98. “The Truth about a Legend” in John McGreevy, ed. Glenn Gould by Himself and His Friends. Toronto: Doubleday, 1983, pp. 17–22. 319 p. ISBN 0-385-18995-8. ML417.G68A5.

Bernstein remembers Gould soon after his death, recalling their creative and public disagreement on the tempo for Brahms’s Piano Concerto No. 1 in D minor in 1962 and memorable meetings in both New York City and Toronto.

99. “Bernstein on Bernstein at 70: Beauty and Truth Revisited.” New York Times (21 August 1988): H23.

The New York Times asked Bernstein for an article on the occasion of his seventieth birthday. He responded with this poem, a similar response to the verses he wrote when the Times asked him for a sabbatical report in 1965 (see Item 88).
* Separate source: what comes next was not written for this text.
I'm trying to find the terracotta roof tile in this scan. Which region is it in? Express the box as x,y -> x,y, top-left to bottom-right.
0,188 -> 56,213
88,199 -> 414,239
He muses on being a musician, a political man, a religious man, one blessed by luck and the gift of family, one infuriated by inhumanity, and with a final call for the power of love.

100. “Wagner’s Music Isn’t Racist.” New York Times (26 December 1991): A25.

An article published in the section of editorials and letters to the editor. Bernstein wrote these comments and filmed them in Vienna in 1985, but the film was never completed. Bernstein writes of the lack of specific meaning that music carries, one of his familiar themes. He also speaks of Wagner wrestling in a Freudian way with father figures in the opera Siegfried, but concludes that this means nothing in the music itself. Bernstein wonders whether, with both Wagner and the Third Reich buried in the past, it is possible for music lovers simply to embrace beautiful music.